Two main questions seem to be on everyone's mind: Can an employer require a worker to be vaccinated against COVID-19? Can an employer ask a worker if he or she has been vaccinated?
Both Imm and Willits said employers have the right to require vaccinations, but they added that employers should think hard about making it mandatory.
“Companies can legally require their employees to get vaccinated before they return to work, subject to certain exceptions,” Willits said, adding those exceptions can include medical conditions and religious beliefs.
He said the rationale for allowing the requirement is that “requiring a vaccination is a safety-based job qualification because it poses that direct threat to other people, other co-workers, other customers.”
However, Imm said his number one tip to companies is to avoid making vaccinations a requirement.
“You legally may be entitled to do that, but for purposes of employee morale and for purposes of limiting possible conflict with employees, I don’t think that’s necessary,” he said.
"Maybe recommendation is enough," Willits said. "Maybe incentivizing, nudging people in a good way is a different or better way to handle it.”
Employers can also ask workers about their vaccination status and require documentation, according to Willits, because it is within the context of a pandemic.
On the other hand, Imm cautions that asking about an employee's vaccination status gets close to privacy rights.
“I would urge employers to be very careful about that," he said. "To do what they can to balance the rights of the employees’ right to privacy with the employees’ right to health and safety."
Imm added it's important for workers to know their rights and to know what information they have to share with their employer and what they don't.
"You do have certain rights under the ADA," Imm said. "You do have certain rights to have your sincerely-held religious beliefs respected.

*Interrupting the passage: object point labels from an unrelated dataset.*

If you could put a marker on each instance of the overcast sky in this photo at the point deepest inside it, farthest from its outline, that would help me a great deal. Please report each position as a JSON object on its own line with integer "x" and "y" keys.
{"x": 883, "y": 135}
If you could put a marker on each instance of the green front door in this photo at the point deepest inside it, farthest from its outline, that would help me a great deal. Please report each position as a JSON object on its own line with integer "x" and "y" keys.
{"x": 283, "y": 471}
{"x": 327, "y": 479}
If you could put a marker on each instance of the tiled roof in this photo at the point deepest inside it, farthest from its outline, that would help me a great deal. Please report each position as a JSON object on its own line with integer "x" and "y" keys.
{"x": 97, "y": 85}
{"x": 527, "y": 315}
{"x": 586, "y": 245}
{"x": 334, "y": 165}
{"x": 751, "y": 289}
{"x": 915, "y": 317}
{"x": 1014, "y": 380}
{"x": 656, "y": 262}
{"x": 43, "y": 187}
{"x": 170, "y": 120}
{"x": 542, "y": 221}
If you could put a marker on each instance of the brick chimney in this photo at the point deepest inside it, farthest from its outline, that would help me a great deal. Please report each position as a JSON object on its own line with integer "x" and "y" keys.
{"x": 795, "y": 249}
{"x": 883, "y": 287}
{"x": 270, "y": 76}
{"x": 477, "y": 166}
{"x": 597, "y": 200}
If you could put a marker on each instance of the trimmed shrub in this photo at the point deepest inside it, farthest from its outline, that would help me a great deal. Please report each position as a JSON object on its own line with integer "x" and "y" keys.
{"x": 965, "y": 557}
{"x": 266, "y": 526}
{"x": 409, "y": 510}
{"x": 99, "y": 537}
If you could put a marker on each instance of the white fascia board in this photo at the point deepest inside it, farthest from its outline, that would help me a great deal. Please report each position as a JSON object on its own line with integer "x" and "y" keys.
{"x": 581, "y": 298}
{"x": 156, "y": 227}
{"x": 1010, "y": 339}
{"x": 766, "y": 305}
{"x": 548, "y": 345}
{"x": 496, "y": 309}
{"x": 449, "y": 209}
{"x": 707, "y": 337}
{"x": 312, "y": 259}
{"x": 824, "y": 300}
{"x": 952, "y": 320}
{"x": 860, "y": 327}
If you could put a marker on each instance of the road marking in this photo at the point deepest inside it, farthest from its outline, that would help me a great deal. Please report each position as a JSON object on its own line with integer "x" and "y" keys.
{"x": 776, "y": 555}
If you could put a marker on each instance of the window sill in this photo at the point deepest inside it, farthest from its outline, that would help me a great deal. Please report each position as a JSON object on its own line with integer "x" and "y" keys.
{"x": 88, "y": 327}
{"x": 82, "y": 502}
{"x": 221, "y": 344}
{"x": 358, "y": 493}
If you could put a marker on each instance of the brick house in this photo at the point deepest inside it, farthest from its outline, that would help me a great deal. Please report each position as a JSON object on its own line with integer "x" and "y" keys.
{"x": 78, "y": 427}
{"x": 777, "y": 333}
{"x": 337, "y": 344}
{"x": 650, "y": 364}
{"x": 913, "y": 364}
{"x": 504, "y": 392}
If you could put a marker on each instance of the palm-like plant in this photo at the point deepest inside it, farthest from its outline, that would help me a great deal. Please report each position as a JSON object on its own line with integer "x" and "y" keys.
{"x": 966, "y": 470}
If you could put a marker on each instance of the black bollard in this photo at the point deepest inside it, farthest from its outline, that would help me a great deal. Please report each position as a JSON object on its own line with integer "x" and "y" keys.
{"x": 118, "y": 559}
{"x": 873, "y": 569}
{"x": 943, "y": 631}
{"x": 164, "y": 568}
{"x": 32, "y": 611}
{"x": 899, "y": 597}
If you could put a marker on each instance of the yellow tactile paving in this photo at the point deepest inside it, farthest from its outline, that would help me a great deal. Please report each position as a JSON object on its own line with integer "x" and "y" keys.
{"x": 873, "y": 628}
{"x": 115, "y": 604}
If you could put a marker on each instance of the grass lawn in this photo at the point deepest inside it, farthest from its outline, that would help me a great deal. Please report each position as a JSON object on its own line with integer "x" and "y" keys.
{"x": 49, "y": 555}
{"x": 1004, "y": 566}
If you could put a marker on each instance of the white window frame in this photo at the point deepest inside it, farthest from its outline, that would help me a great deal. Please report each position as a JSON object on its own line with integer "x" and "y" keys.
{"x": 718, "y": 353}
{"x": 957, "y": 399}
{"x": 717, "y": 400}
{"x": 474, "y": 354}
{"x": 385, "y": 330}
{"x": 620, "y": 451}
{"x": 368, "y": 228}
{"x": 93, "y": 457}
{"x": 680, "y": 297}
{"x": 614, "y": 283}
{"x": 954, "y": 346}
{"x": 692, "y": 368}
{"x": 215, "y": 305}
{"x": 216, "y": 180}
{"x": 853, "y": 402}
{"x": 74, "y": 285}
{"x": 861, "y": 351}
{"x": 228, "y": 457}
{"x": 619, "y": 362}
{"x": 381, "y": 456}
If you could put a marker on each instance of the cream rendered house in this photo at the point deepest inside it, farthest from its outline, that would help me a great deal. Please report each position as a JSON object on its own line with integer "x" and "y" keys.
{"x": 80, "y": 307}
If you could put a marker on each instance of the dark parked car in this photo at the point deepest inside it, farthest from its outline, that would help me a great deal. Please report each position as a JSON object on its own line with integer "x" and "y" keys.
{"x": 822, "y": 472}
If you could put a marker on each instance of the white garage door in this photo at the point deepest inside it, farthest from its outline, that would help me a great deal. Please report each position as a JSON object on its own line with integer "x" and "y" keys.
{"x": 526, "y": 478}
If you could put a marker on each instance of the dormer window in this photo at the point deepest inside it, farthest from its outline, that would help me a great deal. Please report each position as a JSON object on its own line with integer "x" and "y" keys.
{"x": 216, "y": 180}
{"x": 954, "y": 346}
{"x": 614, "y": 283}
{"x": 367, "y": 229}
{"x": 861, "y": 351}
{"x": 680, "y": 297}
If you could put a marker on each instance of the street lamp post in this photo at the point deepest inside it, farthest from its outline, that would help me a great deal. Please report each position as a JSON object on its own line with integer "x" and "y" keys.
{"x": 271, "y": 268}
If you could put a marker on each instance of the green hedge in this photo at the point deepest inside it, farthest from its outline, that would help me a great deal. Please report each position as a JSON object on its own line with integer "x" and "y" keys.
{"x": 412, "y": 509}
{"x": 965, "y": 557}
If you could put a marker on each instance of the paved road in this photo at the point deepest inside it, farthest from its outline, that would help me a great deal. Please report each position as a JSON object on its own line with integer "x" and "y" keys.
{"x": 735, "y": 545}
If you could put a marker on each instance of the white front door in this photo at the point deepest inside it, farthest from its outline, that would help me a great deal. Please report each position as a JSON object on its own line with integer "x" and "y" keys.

And you do have certain rights to privacy.”
“With a lot of these issues, whether it’s disabilities or accommodations, vaccinations, or safety, there are a lot of moving parts and a lot of variables,” Willits said.
That includes discouraging employees from wading into contentious conversations on topics such as whether to wear a mask. Willits said as workers return, there may be a need for a refresher of the company's anti-harassment policy.
“These are the expectations, and this is what you do if there’s a problem and hopefully you head that off at the pass and kind of prevent it rather than have to deal with it afterwards,” he said.